In many ways he’s right. The Proteas have been strong favourites in each of the last three campaigns and burdened with an outrageous and immodest sense of entitlement which was personified by the late Percy Sonn who, as president of the United Cricket Board in 2003, told anybody who would listen that South Africa’s “time had come”.

And from the moment it was announced, six years ago, that Asia would host the 2011 event it was made perfectly clear to the mid-2000s generation that they’d better win in the Caribbean in 2007 because they had “no chance of winning on the subcontinent”.

All of this helped enormously to remove both the baggage and burden on the class of 2011, but two further factors have been even more important. The first was the selection of men like Morne van Wyk, Imran Tahir and Faf du Plessis, surely the most experienced “inexperienced” trio of international cricketers in South Africa’s history.

They have been gulping down the whole experience like men who never thought they would ever taste it—which they didn’t, of course. Like the youngsters and other first-timers, their eyes have been wide open—not with wonder, but so they can see and learn as much as possible.

The final piece in the puzzle came when both the local and international media concluded that, this time, South Africa really did not merit being ranked among the favourites. Like gamblers who spend an hour putting all their chips on the same number at the roulette table, they finally walked away, muttering something about “no chance”.

Process driven vs results driven
The attempt to be “process driven” rather than “results driven” in sport has been around as long as the Soda-Stream and toasted sandwich maker, but it’s a lot simpler in theory than reality; bottles still explode and the cheese melts and sticks to the sides.

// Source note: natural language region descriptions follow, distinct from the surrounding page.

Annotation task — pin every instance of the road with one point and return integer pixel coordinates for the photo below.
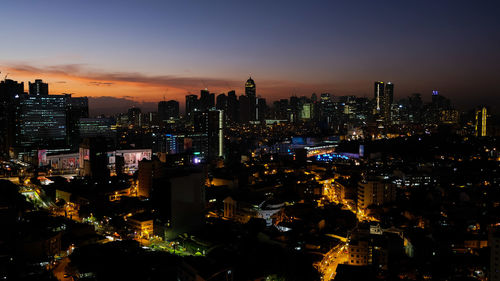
(60, 270)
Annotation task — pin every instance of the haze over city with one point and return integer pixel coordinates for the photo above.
(250, 140)
(145, 51)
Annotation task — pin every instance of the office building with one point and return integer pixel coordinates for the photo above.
(76, 108)
(481, 121)
(250, 93)
(375, 192)
(41, 121)
(232, 107)
(38, 88)
(168, 110)
(494, 243)
(192, 105)
(96, 127)
(134, 116)
(379, 95)
(10, 91)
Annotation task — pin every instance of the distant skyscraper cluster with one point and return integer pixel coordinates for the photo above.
(35, 121)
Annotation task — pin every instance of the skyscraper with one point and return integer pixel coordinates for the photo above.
(76, 108)
(388, 100)
(10, 91)
(379, 95)
(210, 126)
(192, 104)
(168, 109)
(42, 121)
(232, 106)
(207, 100)
(38, 88)
(222, 102)
(250, 92)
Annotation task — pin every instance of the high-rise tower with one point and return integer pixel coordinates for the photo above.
(379, 95)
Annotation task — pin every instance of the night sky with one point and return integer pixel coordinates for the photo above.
(148, 50)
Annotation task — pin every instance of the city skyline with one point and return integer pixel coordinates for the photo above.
(126, 53)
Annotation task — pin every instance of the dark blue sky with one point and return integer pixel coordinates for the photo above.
(289, 47)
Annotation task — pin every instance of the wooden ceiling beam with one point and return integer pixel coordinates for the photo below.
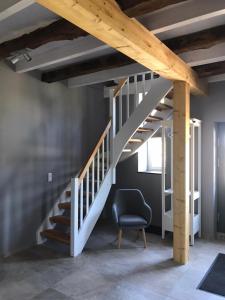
(106, 21)
(199, 40)
(211, 69)
(64, 30)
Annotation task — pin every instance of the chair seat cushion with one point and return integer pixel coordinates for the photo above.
(132, 221)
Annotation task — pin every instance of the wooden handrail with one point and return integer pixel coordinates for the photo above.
(120, 86)
(91, 157)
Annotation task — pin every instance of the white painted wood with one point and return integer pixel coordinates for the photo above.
(112, 111)
(73, 49)
(81, 203)
(188, 13)
(9, 8)
(199, 177)
(93, 181)
(160, 87)
(74, 215)
(87, 192)
(94, 214)
(205, 56)
(103, 160)
(134, 88)
(106, 75)
(216, 78)
(163, 187)
(98, 170)
(192, 180)
(128, 99)
(120, 109)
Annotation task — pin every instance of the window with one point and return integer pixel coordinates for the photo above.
(150, 156)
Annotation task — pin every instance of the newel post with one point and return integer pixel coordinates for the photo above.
(112, 111)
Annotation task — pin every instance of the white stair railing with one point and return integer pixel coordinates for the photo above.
(126, 96)
(85, 188)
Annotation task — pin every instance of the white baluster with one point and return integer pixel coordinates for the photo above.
(136, 91)
(107, 145)
(113, 133)
(81, 202)
(143, 84)
(98, 170)
(74, 215)
(121, 108)
(103, 159)
(93, 180)
(87, 192)
(128, 99)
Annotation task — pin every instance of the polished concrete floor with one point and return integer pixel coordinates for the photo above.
(104, 272)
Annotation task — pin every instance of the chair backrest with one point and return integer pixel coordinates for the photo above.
(129, 201)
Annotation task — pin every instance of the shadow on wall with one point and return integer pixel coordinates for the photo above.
(43, 128)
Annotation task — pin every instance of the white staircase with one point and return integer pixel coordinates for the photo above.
(138, 104)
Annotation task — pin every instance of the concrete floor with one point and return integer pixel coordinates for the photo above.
(103, 272)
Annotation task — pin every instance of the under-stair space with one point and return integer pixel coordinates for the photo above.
(138, 105)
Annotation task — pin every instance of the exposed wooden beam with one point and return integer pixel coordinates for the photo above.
(181, 123)
(211, 69)
(159, 22)
(207, 38)
(64, 30)
(91, 66)
(10, 7)
(108, 23)
(106, 75)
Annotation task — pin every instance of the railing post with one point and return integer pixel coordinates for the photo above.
(113, 131)
(74, 215)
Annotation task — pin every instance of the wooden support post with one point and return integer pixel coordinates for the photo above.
(181, 124)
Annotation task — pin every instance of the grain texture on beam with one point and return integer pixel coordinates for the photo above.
(106, 21)
(64, 30)
(91, 66)
(181, 123)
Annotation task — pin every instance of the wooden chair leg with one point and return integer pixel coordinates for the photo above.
(119, 238)
(144, 238)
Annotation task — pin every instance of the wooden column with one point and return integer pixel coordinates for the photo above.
(181, 124)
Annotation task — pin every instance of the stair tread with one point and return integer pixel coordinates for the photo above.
(142, 130)
(127, 150)
(59, 219)
(163, 106)
(56, 235)
(64, 205)
(153, 118)
(135, 140)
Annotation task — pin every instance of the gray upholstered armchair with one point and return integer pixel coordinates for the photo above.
(131, 211)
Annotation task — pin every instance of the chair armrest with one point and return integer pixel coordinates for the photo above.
(147, 212)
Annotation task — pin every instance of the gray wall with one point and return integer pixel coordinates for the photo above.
(210, 109)
(43, 128)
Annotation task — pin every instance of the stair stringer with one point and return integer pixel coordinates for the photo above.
(155, 126)
(159, 89)
(93, 215)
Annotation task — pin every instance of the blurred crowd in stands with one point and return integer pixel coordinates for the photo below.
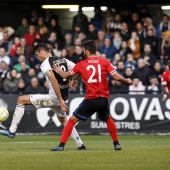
(136, 43)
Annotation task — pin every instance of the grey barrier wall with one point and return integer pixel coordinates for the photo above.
(131, 113)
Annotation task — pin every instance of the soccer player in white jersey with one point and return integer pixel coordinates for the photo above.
(56, 99)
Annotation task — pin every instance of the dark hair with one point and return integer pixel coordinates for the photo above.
(90, 45)
(41, 46)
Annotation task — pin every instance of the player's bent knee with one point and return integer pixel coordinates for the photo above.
(62, 120)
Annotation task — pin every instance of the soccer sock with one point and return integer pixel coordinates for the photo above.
(18, 114)
(75, 136)
(112, 129)
(67, 131)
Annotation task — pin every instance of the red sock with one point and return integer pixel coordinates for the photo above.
(67, 131)
(112, 128)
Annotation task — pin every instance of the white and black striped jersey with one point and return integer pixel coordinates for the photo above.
(65, 65)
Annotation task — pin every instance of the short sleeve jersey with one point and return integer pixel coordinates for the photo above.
(94, 72)
(65, 65)
(166, 79)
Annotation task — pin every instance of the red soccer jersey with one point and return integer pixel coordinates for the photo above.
(166, 79)
(94, 72)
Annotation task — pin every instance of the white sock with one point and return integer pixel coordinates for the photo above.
(75, 136)
(18, 114)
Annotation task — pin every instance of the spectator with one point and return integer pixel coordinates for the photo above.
(157, 71)
(152, 41)
(80, 19)
(31, 35)
(130, 62)
(56, 50)
(54, 27)
(117, 57)
(117, 40)
(40, 23)
(4, 68)
(76, 31)
(43, 32)
(108, 48)
(100, 39)
(11, 82)
(3, 57)
(148, 51)
(64, 54)
(129, 73)
(34, 17)
(68, 44)
(6, 43)
(53, 38)
(134, 20)
(125, 33)
(124, 50)
(118, 87)
(154, 87)
(30, 75)
(21, 61)
(165, 46)
(23, 28)
(34, 87)
(117, 24)
(120, 67)
(137, 87)
(142, 72)
(14, 59)
(21, 87)
(108, 20)
(78, 55)
(163, 26)
(92, 32)
(148, 24)
(97, 20)
(48, 16)
(14, 46)
(144, 12)
(141, 30)
(8, 29)
(82, 36)
(134, 45)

Not with this team, however. Not yet, anyway.

“We really haven’t thought about results at any stage, that’s the truth,” insists Jacques Kallis. “We all know what to do and we know that if we take care of our preparation and remain ‘aware’ of the situation in the match and what is required, then the result will take care of itself.”

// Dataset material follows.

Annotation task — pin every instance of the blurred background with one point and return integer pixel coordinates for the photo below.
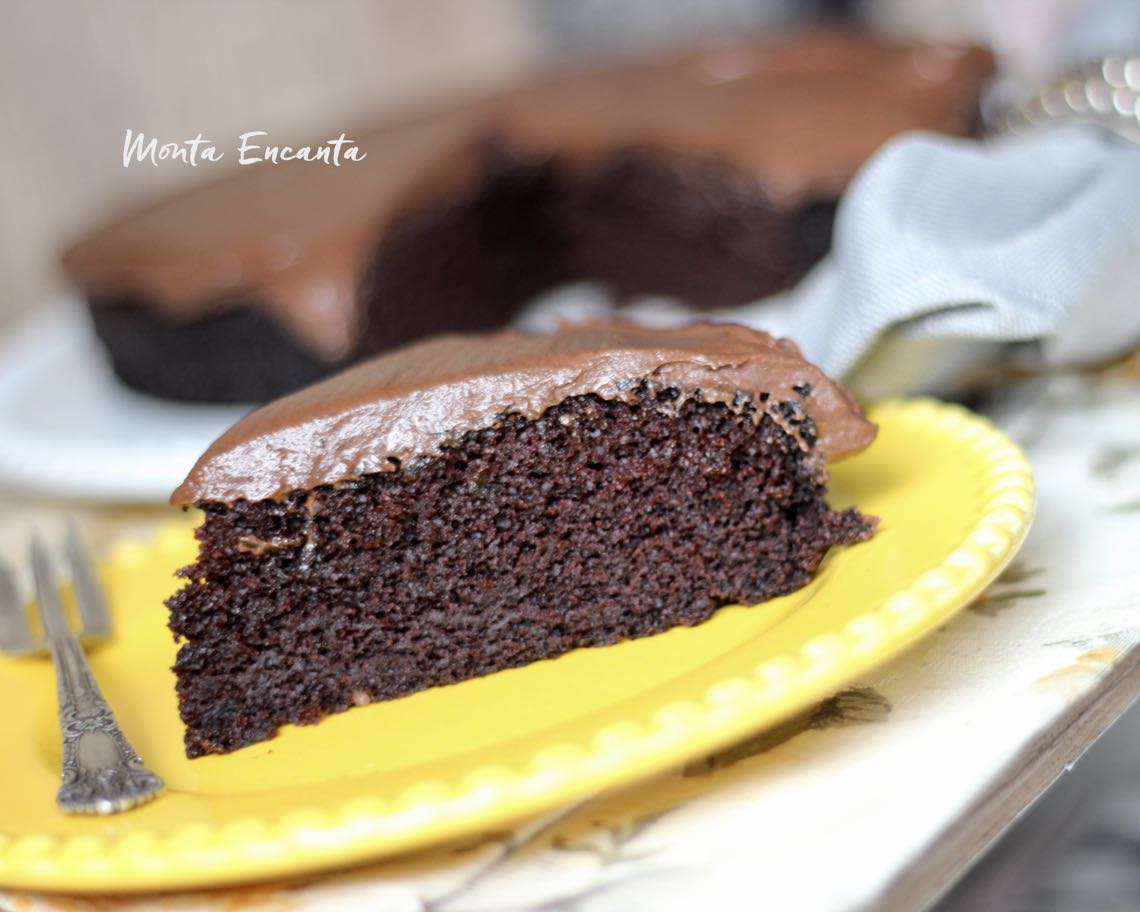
(73, 76)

To be fair, that was easy in the group stage when there was always a second chance. South Africa has a long and proud history of winning more series than any other team in the past 15 years—when there was always another game in three days’ time to correct mistakes. Can the “processes” remain intact now that the knockout matches have begun?

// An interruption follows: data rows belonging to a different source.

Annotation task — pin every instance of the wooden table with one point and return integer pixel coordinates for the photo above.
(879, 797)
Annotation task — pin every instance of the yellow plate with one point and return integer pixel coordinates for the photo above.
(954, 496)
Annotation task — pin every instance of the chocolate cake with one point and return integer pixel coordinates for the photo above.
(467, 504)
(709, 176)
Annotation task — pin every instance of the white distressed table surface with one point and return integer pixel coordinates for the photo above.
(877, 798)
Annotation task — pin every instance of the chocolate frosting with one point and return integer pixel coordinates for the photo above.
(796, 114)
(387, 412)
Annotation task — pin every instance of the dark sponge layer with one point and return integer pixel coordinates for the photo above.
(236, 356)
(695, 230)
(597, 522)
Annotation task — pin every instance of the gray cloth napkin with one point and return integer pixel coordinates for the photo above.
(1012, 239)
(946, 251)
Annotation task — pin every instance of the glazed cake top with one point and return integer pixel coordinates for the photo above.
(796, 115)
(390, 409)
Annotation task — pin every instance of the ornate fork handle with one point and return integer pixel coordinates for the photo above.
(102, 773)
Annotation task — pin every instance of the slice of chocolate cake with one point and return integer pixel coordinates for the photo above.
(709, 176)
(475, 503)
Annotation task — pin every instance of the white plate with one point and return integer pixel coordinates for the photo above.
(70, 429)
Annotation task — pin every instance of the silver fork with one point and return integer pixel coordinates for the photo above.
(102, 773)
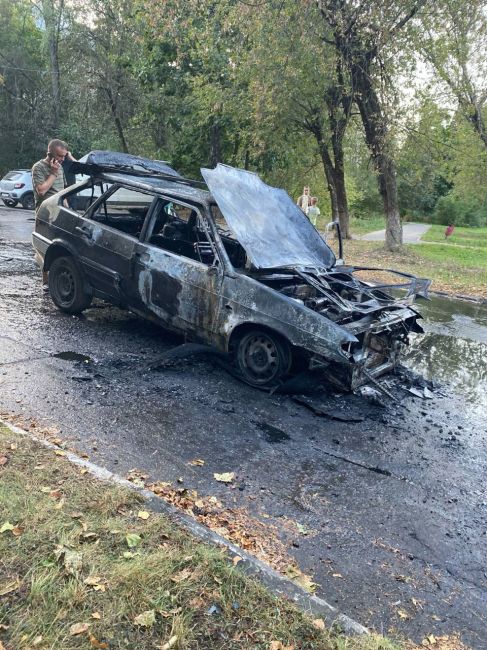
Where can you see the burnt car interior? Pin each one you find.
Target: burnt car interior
(266, 237)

“We’ll see,” says Kallis with the spontaneous and genuine grin of a man who, like Rajah, is at his fifth World Cup and knows only too well that they have not remained intact under pressure in the past. “It’s like an exam. If you’ve done your studying then you’re confident when you walk in to write the paper. That’s all you can do.”

Friday’s quarterfinal against New Zealand is full of potential pitfalls—every game is when the other six teams left in the tournament are the world’s best. But South Africa appeared to be as well prepared—and therefore confident—as they could possibly be in the days leading up to the game. Small and apparently insignificant details are still important, however.

The tournament organisers have gone to a lot of effort, making posters containing messages of encouragement from all the teams’ homelands and placing them on the walls of the change rooms before each game. Those from South Africa read: “We know you will make us proud. We know you will win it this time.”

Discreetly and without fuss, and with apologies to the organisers, Rajah quietly took them down and folded them away—to be viewed, perhaps, at a later date. “We’ve been there before. We don’t need to be reminded of the finishing line again. The race has only just begun,” he said.